Project / Capstone Connection
Use this when scaling prefork servers, inference workers, or data-processing daemons that load large common state before forking.
Required Artifact
Draw a COW page diagram before and after one worker writes.
Case Study 4: Allocator Fragmentation In A Long-Running Service
Scenario: A service allocates many varied-size objects. Heap usage grows even after request load drops.
Source anchor: malloc behavior is implementation-specific; use mallopt(3) and allocator docs to ground the investigation.
Module concepts: allocator, fragmentation, arenas, RSS, heap profiling.
Wrong Approach
"If objects are freed, memory returns to the OS immediately."
Better Approach
Profile allocation shape:
size classes:
allocation lifetime:
thread arenas:
fragmentation:
RSS vs live heap:
Tradeoff Table
| Choice | Gain | Cost |
|---|---|---|
| ignore fragmentation | no immediate effort | persistent RSS growth |
| tune allocator behavior | lower waste | platform-specific tuning |
| reshape allocation patterns | durable fix | code changes |
Failure Mode
Freed objects leave holes across arenas and size classes, so live heap drops while RSS stays high and reuse becomes inefficient.
Project / Capstone Connection
This fits long-running APIs, brokers, or game servers in capstones where memory growth appears long after the triggering request burst.
Required Artifact
Write an allocator investigation note with allocation profile and mitigation.
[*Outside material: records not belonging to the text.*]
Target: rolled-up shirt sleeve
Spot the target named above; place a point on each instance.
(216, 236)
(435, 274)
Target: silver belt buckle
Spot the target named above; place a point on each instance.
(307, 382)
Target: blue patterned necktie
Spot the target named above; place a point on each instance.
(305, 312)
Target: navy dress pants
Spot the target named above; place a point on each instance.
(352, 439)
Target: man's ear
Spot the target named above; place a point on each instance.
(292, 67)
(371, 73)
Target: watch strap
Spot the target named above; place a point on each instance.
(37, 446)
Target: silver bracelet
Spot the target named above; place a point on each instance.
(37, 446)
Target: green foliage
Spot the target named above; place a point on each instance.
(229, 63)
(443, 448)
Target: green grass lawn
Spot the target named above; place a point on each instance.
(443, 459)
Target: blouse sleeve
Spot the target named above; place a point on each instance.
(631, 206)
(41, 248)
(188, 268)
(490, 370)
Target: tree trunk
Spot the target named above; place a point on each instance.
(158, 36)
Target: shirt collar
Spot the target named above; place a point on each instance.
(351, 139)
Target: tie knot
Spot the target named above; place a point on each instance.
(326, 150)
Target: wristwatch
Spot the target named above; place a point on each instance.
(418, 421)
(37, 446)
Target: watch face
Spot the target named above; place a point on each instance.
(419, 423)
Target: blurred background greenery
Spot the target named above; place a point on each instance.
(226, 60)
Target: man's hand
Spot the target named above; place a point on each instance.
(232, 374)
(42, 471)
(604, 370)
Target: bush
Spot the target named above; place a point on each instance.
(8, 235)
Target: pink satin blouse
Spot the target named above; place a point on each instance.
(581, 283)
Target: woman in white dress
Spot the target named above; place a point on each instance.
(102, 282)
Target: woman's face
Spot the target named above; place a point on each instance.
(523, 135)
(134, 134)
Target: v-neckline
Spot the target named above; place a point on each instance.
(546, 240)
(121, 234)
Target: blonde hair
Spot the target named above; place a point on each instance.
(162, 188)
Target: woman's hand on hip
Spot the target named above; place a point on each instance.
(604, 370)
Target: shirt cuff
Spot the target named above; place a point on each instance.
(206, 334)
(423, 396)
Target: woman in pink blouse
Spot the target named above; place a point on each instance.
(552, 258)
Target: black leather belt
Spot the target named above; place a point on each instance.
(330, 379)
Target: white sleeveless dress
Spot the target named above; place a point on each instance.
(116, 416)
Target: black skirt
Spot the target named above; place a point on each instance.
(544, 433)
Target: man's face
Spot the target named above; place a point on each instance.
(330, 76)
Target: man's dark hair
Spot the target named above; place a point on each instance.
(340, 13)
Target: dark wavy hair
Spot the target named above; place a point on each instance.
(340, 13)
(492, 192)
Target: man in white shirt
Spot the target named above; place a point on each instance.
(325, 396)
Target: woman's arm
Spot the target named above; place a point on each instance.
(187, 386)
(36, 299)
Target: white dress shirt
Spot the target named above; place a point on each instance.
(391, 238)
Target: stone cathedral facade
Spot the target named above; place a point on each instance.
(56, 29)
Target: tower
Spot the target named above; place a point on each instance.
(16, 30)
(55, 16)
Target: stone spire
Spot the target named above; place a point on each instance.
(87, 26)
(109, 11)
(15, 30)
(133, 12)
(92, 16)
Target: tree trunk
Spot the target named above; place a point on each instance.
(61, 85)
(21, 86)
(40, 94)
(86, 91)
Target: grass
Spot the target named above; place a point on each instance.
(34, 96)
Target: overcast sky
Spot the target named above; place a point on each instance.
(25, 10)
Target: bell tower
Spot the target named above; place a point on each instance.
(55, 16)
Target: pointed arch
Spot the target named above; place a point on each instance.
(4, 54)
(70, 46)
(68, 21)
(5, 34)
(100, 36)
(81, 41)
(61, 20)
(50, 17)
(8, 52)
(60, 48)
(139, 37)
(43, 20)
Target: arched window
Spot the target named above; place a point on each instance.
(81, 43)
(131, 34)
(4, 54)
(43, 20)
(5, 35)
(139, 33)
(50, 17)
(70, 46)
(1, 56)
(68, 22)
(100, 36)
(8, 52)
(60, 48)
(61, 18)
Case Study 5: Thrashing From Oversubscribed Memory
Scenario: Five services fit in memory individually but thrash when colocated. CPU drops, disk I/O rises, latency explodes.
Source anchor: Linux memory-management and cgroup docs explain memory pressure and limits. See Linux cgroup v2 memory controller.
Module concepts: working set, thrashing, swapping, cgroup memory, OOM.
Wrong Approach
"CPU is low, so the service is not busy."
Better Approach
Treat memory as the bottleneck:
working set total:
exceeds RAM
symptoms:
major faults, swap I/O, reclaim, OOM kills
fix:
reduce colocated workload or set memory limits
Tradeoff Table
| Choice | Gain | Cost |
|---|---|---|
| colocate all services | high utilization on paper | thrashing risk |
| set memory limits | isolation | earlier OOM or eviction |
| spread services across nodes | stable latency | infrastructure cost |
Failure Mode
The combined working sets exceed available RAM, so reclaim and swap dominate execution and useful CPU work collapses.
Project / Capstone Connection
Apply this when packing multiple student services onto a shared VM or Kubernetes node and deciding whether memory isolation or placement must change.
Required Artifact
Create a memory pressure report with working set, faults, swap/reclaim, cgroup limit, and placement decision.
Source Map
| Source | Use it for |
|---|---|
| Linux Page Tables | virtual-to-physical translation |
| Transparent Hugepage Support | huge pages and TLB pressure |
| fork(2) | fork and COW context |
| mallopt(3) | allocator tuning surface |
| Linux cgroup v2 | memory control and pressure |
Completion Standard
- At least three artifacts are completed.
- At least one artifact walks address translation or COW.
- At least one artifact diagnoses faults or memory pressure.